Other courses still live in my present. Thanks to American Art and Architecture
professor Whitney Stoddard, whenever we arrive in a community, I put labels on
the architecture. Also, by assigning us
the task of building plans for a summer vacation house on an actual plot, he
inspired the handicraft triumph of my life.
War and American Society with Professor Zilversmit highlighted
the history of America’s conceptions of collective security. The course occurred simultaneously with our
developing entanglement in Vietnam. After four years in the USAF, with a tour in
Vietnam, I have come to realize that we baby boomers live chronically in the
presence of war and the absence of peace. We constantly retrofit national security to
justify our needs.
Music offered a buffering, fun-filled experience at Williams,
partly because my trombone always led the marching band down Spring
Street. To this day I marvel at the
precision of large university marching bands.

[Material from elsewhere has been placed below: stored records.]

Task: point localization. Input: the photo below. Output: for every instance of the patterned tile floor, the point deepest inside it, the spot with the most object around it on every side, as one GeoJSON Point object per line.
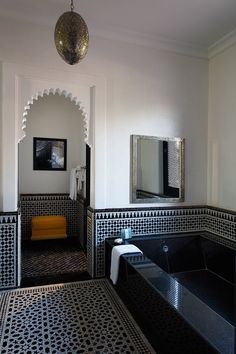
{"type": "Point", "coordinates": [52, 261]}
{"type": "Point", "coordinates": [81, 317]}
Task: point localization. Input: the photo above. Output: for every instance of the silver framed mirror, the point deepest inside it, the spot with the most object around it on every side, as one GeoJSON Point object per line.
{"type": "Point", "coordinates": [157, 169]}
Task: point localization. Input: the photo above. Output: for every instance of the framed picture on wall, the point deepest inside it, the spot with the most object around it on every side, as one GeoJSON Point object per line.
{"type": "Point", "coordinates": [49, 154]}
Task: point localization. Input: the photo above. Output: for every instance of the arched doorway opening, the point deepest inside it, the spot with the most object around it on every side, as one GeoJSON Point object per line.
{"type": "Point", "coordinates": [56, 115]}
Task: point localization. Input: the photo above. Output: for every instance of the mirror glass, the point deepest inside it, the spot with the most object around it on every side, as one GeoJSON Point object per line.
{"type": "Point", "coordinates": [157, 169]}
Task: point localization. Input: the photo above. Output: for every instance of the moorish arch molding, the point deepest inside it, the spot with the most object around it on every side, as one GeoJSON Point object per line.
{"type": "Point", "coordinates": [60, 92]}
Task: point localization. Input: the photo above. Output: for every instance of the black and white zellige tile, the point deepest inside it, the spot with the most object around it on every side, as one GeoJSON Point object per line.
{"type": "Point", "coordinates": [82, 317]}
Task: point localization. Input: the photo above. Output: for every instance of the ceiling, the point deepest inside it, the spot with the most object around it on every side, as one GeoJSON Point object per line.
{"type": "Point", "coordinates": [197, 22]}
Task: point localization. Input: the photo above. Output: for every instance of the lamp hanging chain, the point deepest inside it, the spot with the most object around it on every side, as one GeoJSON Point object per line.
{"type": "Point", "coordinates": [71, 5]}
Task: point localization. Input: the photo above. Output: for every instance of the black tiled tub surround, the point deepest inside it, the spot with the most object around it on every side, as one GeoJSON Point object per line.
{"type": "Point", "coordinates": [102, 224]}
{"type": "Point", "coordinates": [51, 204]}
{"type": "Point", "coordinates": [153, 221]}
{"type": "Point", "coordinates": [8, 250]}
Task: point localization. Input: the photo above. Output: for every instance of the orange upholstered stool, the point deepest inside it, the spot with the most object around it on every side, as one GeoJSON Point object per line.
{"type": "Point", "coordinates": [48, 227]}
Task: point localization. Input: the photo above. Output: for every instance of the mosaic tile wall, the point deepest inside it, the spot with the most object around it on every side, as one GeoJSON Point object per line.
{"type": "Point", "coordinates": [90, 243]}
{"type": "Point", "coordinates": [49, 204]}
{"type": "Point", "coordinates": [158, 221]}
{"type": "Point", "coordinates": [8, 251]}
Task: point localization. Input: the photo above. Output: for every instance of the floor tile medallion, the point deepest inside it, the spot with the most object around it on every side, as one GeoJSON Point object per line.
{"type": "Point", "coordinates": [82, 317]}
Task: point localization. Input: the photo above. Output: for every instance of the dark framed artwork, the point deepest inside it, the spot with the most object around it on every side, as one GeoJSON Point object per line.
{"type": "Point", "coordinates": [49, 154]}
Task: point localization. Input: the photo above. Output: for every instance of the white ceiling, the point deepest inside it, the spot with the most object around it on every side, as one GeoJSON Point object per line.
{"type": "Point", "coordinates": [197, 22]}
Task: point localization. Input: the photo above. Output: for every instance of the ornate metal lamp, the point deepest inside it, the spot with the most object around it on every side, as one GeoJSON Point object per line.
{"type": "Point", "coordinates": [71, 36]}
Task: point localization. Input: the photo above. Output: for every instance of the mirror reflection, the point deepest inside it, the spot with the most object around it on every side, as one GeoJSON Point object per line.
{"type": "Point", "coordinates": [157, 171]}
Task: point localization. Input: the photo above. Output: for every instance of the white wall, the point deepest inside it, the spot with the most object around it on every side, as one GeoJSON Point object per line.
{"type": "Point", "coordinates": [52, 116]}
{"type": "Point", "coordinates": [222, 130]}
{"type": "Point", "coordinates": [149, 92]}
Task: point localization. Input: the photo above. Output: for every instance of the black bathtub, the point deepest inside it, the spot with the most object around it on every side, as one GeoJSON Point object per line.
{"type": "Point", "coordinates": [182, 292]}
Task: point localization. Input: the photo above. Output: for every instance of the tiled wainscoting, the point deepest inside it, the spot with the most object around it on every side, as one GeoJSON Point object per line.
{"type": "Point", "coordinates": [153, 221]}
{"type": "Point", "coordinates": [102, 224]}
{"type": "Point", "coordinates": [8, 250]}
{"type": "Point", "coordinates": [52, 204]}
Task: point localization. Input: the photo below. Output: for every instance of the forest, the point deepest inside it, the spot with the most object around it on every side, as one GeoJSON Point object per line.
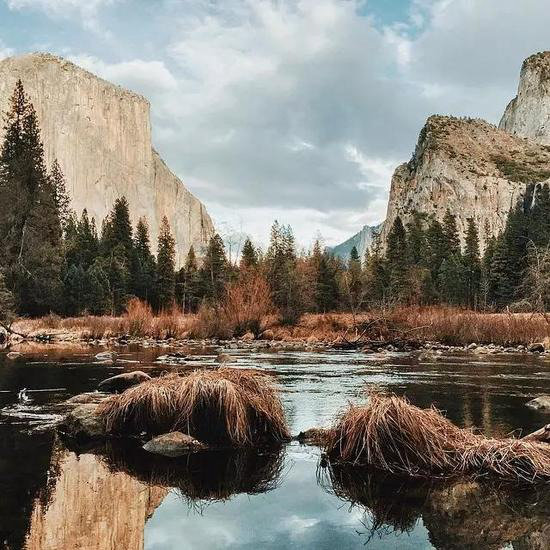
{"type": "Point", "coordinates": [53, 261]}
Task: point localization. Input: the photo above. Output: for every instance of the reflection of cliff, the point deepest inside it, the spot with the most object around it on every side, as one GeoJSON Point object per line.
{"type": "Point", "coordinates": [89, 507]}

Too bad they never have learned the superior famous scatter formation of
the Williams marching band, directed by our forgiving conductors Irwin Shainman
and Fran Cardillo.
My years at Williams were a powerful launching pad. They propelled me toward married life
eventually in a healthy rural environment in rural western New York. They led me to a professional career in
public education. Thus I spent 20 years
as director of research for the New York State School Boards Association. They
encouraged me to embrace the dynamics of American politics embodied locally in
school boards. Thus I served as a school
district executive for many years. The
gorgeous setting of the college enabled me to appreciate beauty in writing,
photos, and music. I still pursue all
three.
My time at Williams nurtured an understanding of the word community. American history and democracy are anchored
on the bedrock of small-town community life.
Hillary and I, both retired superintendents of schools in adjoining rural
districts, have realized that community is self-renewing. Now we have the space, time, and choices to
create new and different variations around it.
Never do I forget how much of my destiny was shaped by sitting across
from Mark Hopkins on the end of a log.